Or an even more challenging mixture?

m1 <- 21
m2 <- 22
sd1 <- 5
sd2 <- 10
N1 <- 100
N2 <- 100

a <- rnorm(n=N1, mean=m1, sd=sd1)
b <- rnorm(n=N2, mean=m2, sd=sd2)
x <- c(a,b)
class <- c(rep('a', N1), rep('b', N2))
data <- data.frame(cbind(x=as.numeric(x), class=as.factor(class)))

library("ggplot2")
p <- ggplot(data, aes(x = x)) + 
  geom_histogram(aes(x, ..density..), binwidth = 1, colour = "black", fill = "white") +
  geom_vline(xintercept = m1, col = "red", size = 2) + 
  geom_vline(xintercept = m2, col = "blue", size = 2)
p

set.seed(0)
library(flexmix)
    
mo1 <- FLXMRglm(family = "gaussian")
mo2 <- FLXMRglm(family = "gaussian")
flexfit <- flexmix(x ~ 1, data = data, k = 2, model = list(mo1, mo2))

print(table(clusters(flexfit), data$class))

c1 <- parameters(flexfit, component=1)[[1]]
c2 <- parameters(flexfit, component=2)[[1]]

cat('\n')
cat('pred:', c1[1], '\n')
cat('true:', m1, '\n\n')
cat('pred:', c1[2], '\n')
cat('true:', sd1, '\n\n')

cat('pred:', c2[1], '\n')
cat('true:', m2, '\n\n')
cat('pred:', c2[2], '\n')
cat('true:', sd2, '\n\n')
##    
##      1  2
##   1 34 73
##   2 66 27
## 
## pred: 23.88684 
## true: 21 
## 
## pred: 10.06901 
## true: 5 
## 
## pred: 18.75294 
## true: 22 
## 
## pred: 2.421945 
## true: 10
lam <- table(clusters(flexfit))
  
ggplot(data) +
geom_histogram(aes(x, ..density..), binwidth = 1, colour = "black", fill = "white") +
stat_function(geom = "line", fun = plot_mix_comps,
                args = list(c1[1], c1[2], lam[1]/sum(lam)),
                colour = "red", lwd = 1.5) +
stat_function(geom = "line", fun = plot_mix_comps,
                args = list(c2[1], c2[2], lam[2]/sum(lam)),
                colour = "blue", lwd = 1.5) +
ylab("Density")

Expectedly, as the simulated distributions become less distinct, we have a harder time modeling them as the correct mixtures.

Iris example

Now, let’s consider a real example with petal widths of iris flowers. Indeed, this distribution looks a little like a finite mixture of distributions.

data(iris)

library("ggplot2")
p <- ggplot(iris, aes(x = Petal.Width)) + 
  geom_histogram(aes(x = Petal.Width, ..density..), binwidth = 0.1, colour = "black", fill = "white")
p

Let’s assume they are three normals and see what happens.

set.seed(0)
library(flexmix)
    
mo1 <- FLXMRglm(family = "gaussian")
mo2 <- FLXMRglm(family = "gaussian")
mo3 <- FLXMRglm(family = "gaussian")
flexfit <- flexmix(Petal.Width ~ 1, data = iris, k = 3, model = list(mo1, mo2, mo3))
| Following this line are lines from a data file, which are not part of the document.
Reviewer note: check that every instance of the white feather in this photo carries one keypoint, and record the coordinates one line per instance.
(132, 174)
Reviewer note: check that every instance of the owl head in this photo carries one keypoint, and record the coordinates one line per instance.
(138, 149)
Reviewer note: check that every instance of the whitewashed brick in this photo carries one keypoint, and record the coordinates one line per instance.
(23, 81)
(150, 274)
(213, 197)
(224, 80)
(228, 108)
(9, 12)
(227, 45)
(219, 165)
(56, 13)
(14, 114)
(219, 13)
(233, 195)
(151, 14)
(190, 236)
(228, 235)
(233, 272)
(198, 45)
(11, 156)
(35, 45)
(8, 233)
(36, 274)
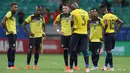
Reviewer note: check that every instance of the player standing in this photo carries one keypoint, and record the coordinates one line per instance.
(79, 37)
(96, 25)
(9, 23)
(109, 35)
(36, 22)
(65, 32)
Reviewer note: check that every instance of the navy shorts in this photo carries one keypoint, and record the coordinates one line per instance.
(65, 41)
(35, 43)
(78, 41)
(109, 41)
(12, 40)
(95, 47)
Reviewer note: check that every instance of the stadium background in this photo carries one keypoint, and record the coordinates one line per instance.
(53, 7)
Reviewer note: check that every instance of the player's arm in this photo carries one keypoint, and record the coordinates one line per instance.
(105, 26)
(43, 27)
(88, 29)
(72, 20)
(120, 24)
(57, 21)
(3, 22)
(25, 28)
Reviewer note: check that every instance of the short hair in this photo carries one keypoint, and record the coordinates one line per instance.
(102, 6)
(13, 3)
(66, 5)
(93, 9)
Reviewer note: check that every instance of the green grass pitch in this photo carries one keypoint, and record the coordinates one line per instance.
(54, 64)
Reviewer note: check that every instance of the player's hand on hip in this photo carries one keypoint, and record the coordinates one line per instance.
(41, 51)
(30, 34)
(59, 32)
(89, 38)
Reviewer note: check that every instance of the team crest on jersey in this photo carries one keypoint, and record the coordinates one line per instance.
(40, 19)
(97, 22)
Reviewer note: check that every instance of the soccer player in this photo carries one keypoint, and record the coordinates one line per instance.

print(table(clusters(flexfit), iris$Species))
##    
##     setosa versicolor virginica
##   1      0          2        46
##   2      0         48         4
##   3     50          0         0
c1 <- parameters(flexfit, component=1)[[1]]
c2 <- parameters(flexfit, component=2)[[1]]
c3 <- parameters(flexfit, component=3)[[1]]
lam <- table(clusters(flexfit))
  
ggplot(iris) +
geom_histogram(aes(x = Petal.Width, ..density..), binwidth = 0.1, colour = "black", fill = "white") +
stat_function(geom = "line", fun = plot_mix_comps,
                args = list(c1[1], c1[2], lam[1]/sum(lam)),
                colour = "red", lwd = 1.5) +
stat_function(geom = "line", fun = plot_mix_comps,
                args = list(c2[1], c2[2], lam[2]/sum(lam)),
                colour = "blue", lwd = 1.5) +
stat_function(geom = "line", fun = plot_mix_comps,
                args = list(c3[1], c3[2], lam[3]/sum(lam)),
                colour = "green", lwd = 1.5) +
ylab("Density")

Even if we didn’t know the underlying species assignments, we would be able to make certain statements about the underlying distribution of petal widths as likely coming from three different groups with distinctly different means and variances for their petal widths.

What happens if we try to model petal width as only 2 normal processes? What if we use a Poisson and a negative binomial to categorize iris flowers as those with few petals (dead? damaged? ugly?) and some detectable number of petals (count-based processes)?